When his fiancée arrives he hopes, in time, to “retreat into glorious obscurity” with her, pulling back from a busy speaking schedule that takes him around the world to publicise his work. Her first request might be for central heating.

Favourite thing

© Brian Flaherty

Stacked among two shelves’ worth of games is Othello. De Grey discovered the board game — played with black and white counters like draughts, but with different rules — when he was a schoolboy at Harrow.

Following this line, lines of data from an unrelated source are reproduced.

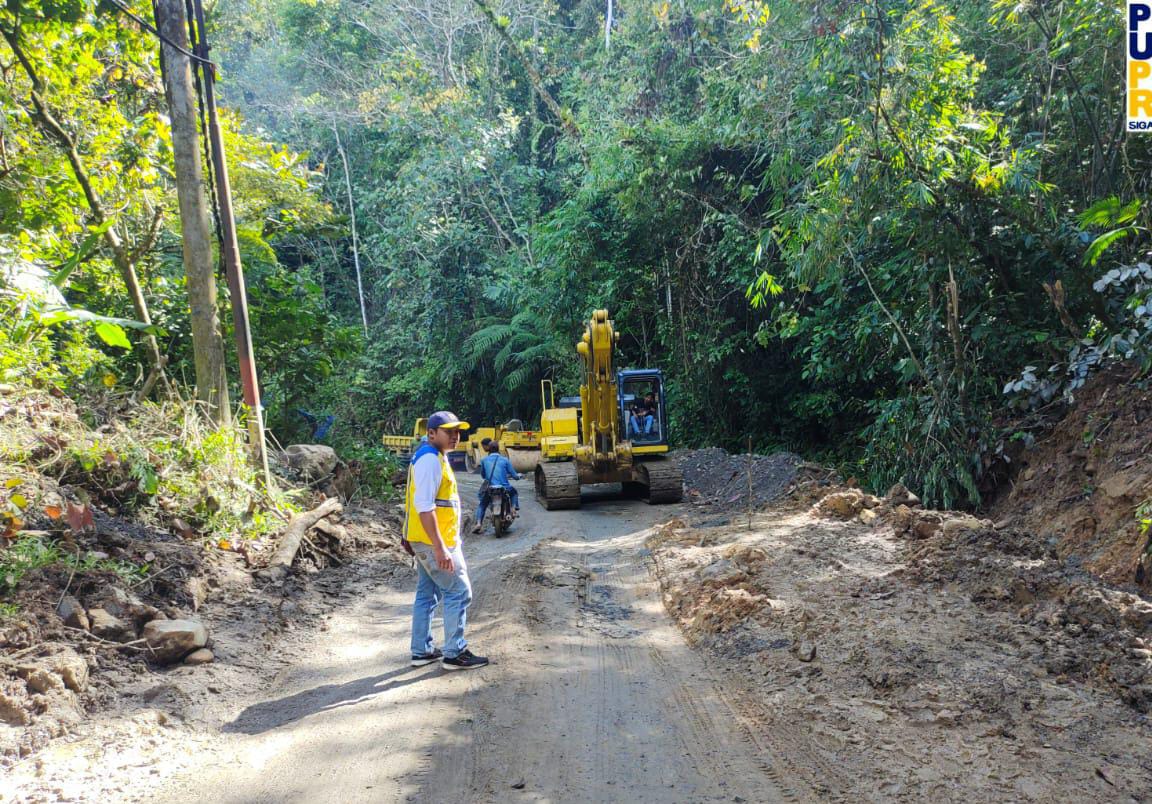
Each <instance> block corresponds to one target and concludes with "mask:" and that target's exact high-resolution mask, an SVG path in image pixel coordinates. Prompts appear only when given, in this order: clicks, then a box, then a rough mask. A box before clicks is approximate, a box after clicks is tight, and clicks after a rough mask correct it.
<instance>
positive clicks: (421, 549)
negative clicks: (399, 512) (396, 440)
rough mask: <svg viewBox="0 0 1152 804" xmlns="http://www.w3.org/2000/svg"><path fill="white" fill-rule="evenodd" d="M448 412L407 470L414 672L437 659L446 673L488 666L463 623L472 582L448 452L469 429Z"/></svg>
mask: <svg viewBox="0 0 1152 804" xmlns="http://www.w3.org/2000/svg"><path fill="white" fill-rule="evenodd" d="M468 428H469V424H468V422H461V420H460V419H458V418H456V415H455V414H450V412H448V411H447V410H441V411H439V412H435V414H432V415H431V416H430V417H429V434H427V442H426V443H423V445H420V447H419V449H417V450H416V454H415V455H412V460H411V464H410V467H409V471H408V499H407V505H406V509H404V538H406V539H407V540H408V544H409V546H410V547H411V548H412V554H414V555H415V556H416V570H417V572H418V576H419V578H418V581H417V583H416V600H415V601H414V602H412V667H423V666H424V665H431V663H432V662H434V661H437V660H439V661H440V665H441V667H444V668H445V669H446V670H471V669H475V668H477V667H484V666H485V665H487V663H488V660H487V659H486V658H485V657H478V655H476V654H475V653H472V652H471V651H469V650H468V643H467V642H465V640H464V623H465V621H467V619H468V606H469V604H471V602H472V582H471V581H470V579H469V577H468V564H465V563H464V553H463V551H462V549H461V537H462V533H461V530H460V492H458V490H457V488H456V476H455V473H454V472H453V471H452V467H449V465H448V458H447V457H446V456H445V454H446V453H449V452H452V450H453V449H455V447H456V445H457V443H458V442H460V431H462V430H468ZM441 601H442V602H444V651H442V652H441V651H439V650H437V648H435V643H434V640H433V639H432V615H433V614H434V613H435V609H437V606H438V605H439V604H440V602H441Z"/></svg>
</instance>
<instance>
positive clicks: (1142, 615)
mask: <svg viewBox="0 0 1152 804" xmlns="http://www.w3.org/2000/svg"><path fill="white" fill-rule="evenodd" d="M901 498H902V499H901ZM795 502H796V501H795V500H790V501H789V500H782V501H781V503H780V505H778V506H774V507H773V508H772V509H771V510H770V511H767V513H765V514H758V515H757V516H756V517H755V518H753V522H752V526H751V528H748V529H745V528H744V526H738V528H736V526H733V525H727V526H720V528H702V526H692V524H691V523H685V522H684V521H674V522H672V523H668V524H667V525H666V526H664V528H662V529H660V530H659V532H657V533H655V534H654V536H653V537H652V538H651V539H650V541H649V545H650V547H651V549H652V552H653V556H654V561H655V568H657V574H658V577H659V579H660V583H661V589H662V593H664V602H665V606H666V608H667V610H668V612H669V614H670V615H672V616H673V617H674V619H675V620H676V621H677V623H679V624H680V625H681V628H682V630H683V631H684V634H685V636H687V637H688V638H689V640H690V642H691V643H692V644H695V645H696V646H698V647H699V648H702V650H704V651H706V652H708V653H711V654H713V655H715V657H717V658H719V659H720V660H721V661H719V662H717V667H718V668H720V669H719V670H718V672H719V673H721V674H722V675H723V677H725V684H726V685H727V689H729V690H730V692H732V696H733V698H734V699H736V700H738V701H740V706H742V707H743V708H744V710H745V713H746V715H748V718H749V722H752V723H755V725H756V726H755V728H756V730H757V734H758V735H759V736H760V738H761V739H763V742H764V743H765V745H764V748H765V750H767V751H770V752H771V753H772V756H773V757H783V758H790V760H788V761H786V764H787V765H789V767H787V768H786V769H787V771H788V772H789V773H790V774H793V775H794V776H795V778H801V779H804V780H806V781H809V782H810V783H811V784H813V786H814V789H818V790H821V791H823V794H824V795H825V797H827V798H829V799H835V798H836V797H838V796H852V795H854V794H855V792H858V791H859V790H861V789H870V790H874V791H876V795H877V796H878V797H880V798H884V799H886V801H923V799H925V798H931V797H934V796H940V797H941V799H943V801H954V799H956V798H957V796H961V797H963V798H964V799H965V801H982V802H983V801H1009V799H1011V801H1082V802H1107V801H1117V799H1120V801H1127V799H1129V798H1130V799H1134V801H1143V799H1144V798H1145V797H1146V791H1147V789H1149V787H1147V786H1149V784H1150V782H1152V766H1150V765H1149V759H1147V758H1149V757H1150V756H1152V723H1150V721H1149V716H1147V712H1149V711H1150V705H1152V699H1150V691H1152V687H1150V683H1152V650H1150V648H1152V604H1149V601H1146V600H1144V599H1143V598H1140V597H1138V596H1134V594H1129V593H1126V592H1123V591H1119V590H1115V589H1113V587H1111V586H1108V585H1107V584H1106V583H1102V582H1100V581H1099V579H1098V578H1096V577H1094V576H1092V575H1090V574H1087V572H1085V571H1083V570H1079V569H1077V568H1076V567H1075V566H1074V564H1069V563H1068V562H1066V561H1062V560H1061V559H1060V558H1059V555H1058V554H1056V552H1055V548H1054V545H1047V546H1045V545H1044V544H1043V540H1040V539H1037V538H1036V537H1032V536H1029V534H1026V533H1020V532H1014V531H995V530H994V529H993V528H992V525H991V523H990V522H988V521H986V519H985V521H982V519H977V518H975V517H971V516H968V515H963V514H954V513H946V511H929V510H923V509H920V508H919V507H918V501H916V500H915V496H914V495H910V494H907V492H905V490H901V488H895V490H893V494H889V496H887V498H884V499H880V498H874V496H871V495H867V494H863V493H862V492H859V491H857V490H847V491H836V492H834V493H833V494H828V495H827V496H826V498H825V499H824V500H821V501H819V502H818V503H817V505H816V506H812V507H811V508H809V509H803V510H799V509H797V507H796V506H795ZM796 725H803V726H802V728H797V726H796Z"/></svg>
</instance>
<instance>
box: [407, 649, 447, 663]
mask: <svg viewBox="0 0 1152 804" xmlns="http://www.w3.org/2000/svg"><path fill="white" fill-rule="evenodd" d="M439 659H444V653H441V652H440V651H439V650H435V651H432V652H431V653H414V654H412V667H424V666H425V665H431V663H432V662H433V661H437V660H439Z"/></svg>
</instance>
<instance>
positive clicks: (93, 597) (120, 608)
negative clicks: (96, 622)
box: [88, 586, 164, 630]
mask: <svg viewBox="0 0 1152 804" xmlns="http://www.w3.org/2000/svg"><path fill="white" fill-rule="evenodd" d="M88 605H89V607H90V608H91V607H96V608H101V609H104V610H105V612H107V613H108V614H111V615H112V616H114V617H115V619H118V620H121V621H123V622H128V623H131V625H132V627H134V628H135V629H137V630H138V629H141V628H143V627H144V623H146V622H149V621H150V620H161V619H164V614H162V613H161V612H160V609H158V608H157V607H156V606H150V605H147V604H146V602H144V601H143V600H141V599H139V598H137V597H136V596H135V594H132V593H131V592H127V591H124V590H122V589H120V587H119V586H105V587H103V589H101V590H100V591H98V592H96V593H94V594H93V596H91V597H90V598H88Z"/></svg>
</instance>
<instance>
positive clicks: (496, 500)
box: [488, 486, 516, 539]
mask: <svg viewBox="0 0 1152 804" xmlns="http://www.w3.org/2000/svg"><path fill="white" fill-rule="evenodd" d="M488 494H491V495H492V503H491V505H490V506H488V515H490V516H491V517H492V528H493V529H494V530H495V534H497V538H498V539H499V538H500V537H501V536H503V534H505V533H507V532H508V528H509V526H510V525H511V522H513V519H515V518H516V513H515V511H514V510H513V508H511V496H510V495H509V494H508V490H507V488H505V487H502V486H493V487H492V488H490V490H488Z"/></svg>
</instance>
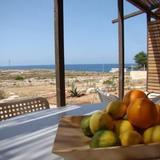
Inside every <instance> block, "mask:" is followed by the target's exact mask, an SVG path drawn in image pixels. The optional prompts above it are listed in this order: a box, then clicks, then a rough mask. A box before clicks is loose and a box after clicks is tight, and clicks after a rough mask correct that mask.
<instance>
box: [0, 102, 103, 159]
mask: <svg viewBox="0 0 160 160" xmlns="http://www.w3.org/2000/svg"><path fill="white" fill-rule="evenodd" d="M104 106H105V104H104V103H100V104H93V105H83V106H78V105H75V106H68V107H64V108H59V109H48V110H44V111H39V112H34V113H30V114H26V115H23V116H19V117H15V118H11V119H8V120H6V121H2V122H0V160H61V159H63V158H62V157H59V156H57V155H55V154H53V153H52V146H53V143H54V138H55V135H56V130H57V126H58V121H59V119H60V118H61V117H62V116H65V115H83V114H88V113H91V112H93V111H95V110H99V109H101V108H103V107H104Z"/></svg>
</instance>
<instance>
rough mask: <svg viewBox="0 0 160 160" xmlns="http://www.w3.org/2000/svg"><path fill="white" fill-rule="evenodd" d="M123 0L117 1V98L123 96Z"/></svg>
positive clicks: (120, 97)
mask: <svg viewBox="0 0 160 160" xmlns="http://www.w3.org/2000/svg"><path fill="white" fill-rule="evenodd" d="M123 3H124V2H123V0H118V40H119V98H120V100H122V99H123V96H124V18H123V17H124V7H123V5H124V4H123Z"/></svg>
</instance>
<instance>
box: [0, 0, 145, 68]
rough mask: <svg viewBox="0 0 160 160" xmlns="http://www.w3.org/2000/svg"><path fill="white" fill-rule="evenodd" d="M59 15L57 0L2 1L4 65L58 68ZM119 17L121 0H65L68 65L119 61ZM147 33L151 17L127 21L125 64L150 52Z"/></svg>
mask: <svg viewBox="0 0 160 160" xmlns="http://www.w3.org/2000/svg"><path fill="white" fill-rule="evenodd" d="M124 7H125V8H124V9H125V14H127V13H131V12H132V11H135V10H137V8H135V7H134V6H133V5H131V4H129V3H128V2H125V4H124ZM53 13H54V4H53V0H0V54H1V56H0V66H7V65H48V64H55V56H54V53H55V51H54V15H53ZM117 14H118V13H117V0H110V1H109V0H64V47H65V64H107V63H109V64H111V63H118V24H112V22H111V21H112V19H114V18H117ZM146 32H147V31H146V15H145V14H143V15H140V16H136V17H134V18H131V19H128V20H126V21H125V63H134V60H133V58H134V55H135V54H136V53H138V52H140V51H145V52H146Z"/></svg>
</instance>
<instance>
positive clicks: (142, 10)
mask: <svg viewBox="0 0 160 160" xmlns="http://www.w3.org/2000/svg"><path fill="white" fill-rule="evenodd" d="M127 1H128V2H130V3H132V4H133V5H134V6H136V7H137V8H139V9H140V10H141V11H144V12H146V13H147V14H148V15H150V16H151V17H152V18H155V19H157V18H158V16H157V15H156V14H155V13H154V12H152V11H151V9H150V8H148V7H147V6H145V5H144V4H143V3H142V2H141V1H140V0H127Z"/></svg>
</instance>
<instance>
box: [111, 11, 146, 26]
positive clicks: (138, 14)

But he really hit his stride as an undergraduate at Cambridge university when he befriended a fellow student who was national champion.

“We were a community of good friends, and had some of the top players in the country.” De Grey says he himself reached the UK’s top 10. When an intensifying work schedule cut down the time he had to play, he reluctantly gave up the game. “I couldn’t practise, and was losing to people I should have been beating.” Yet the board itself remains a treasured object. Rare visitors to his home are often treated to an enthusiastic lesson.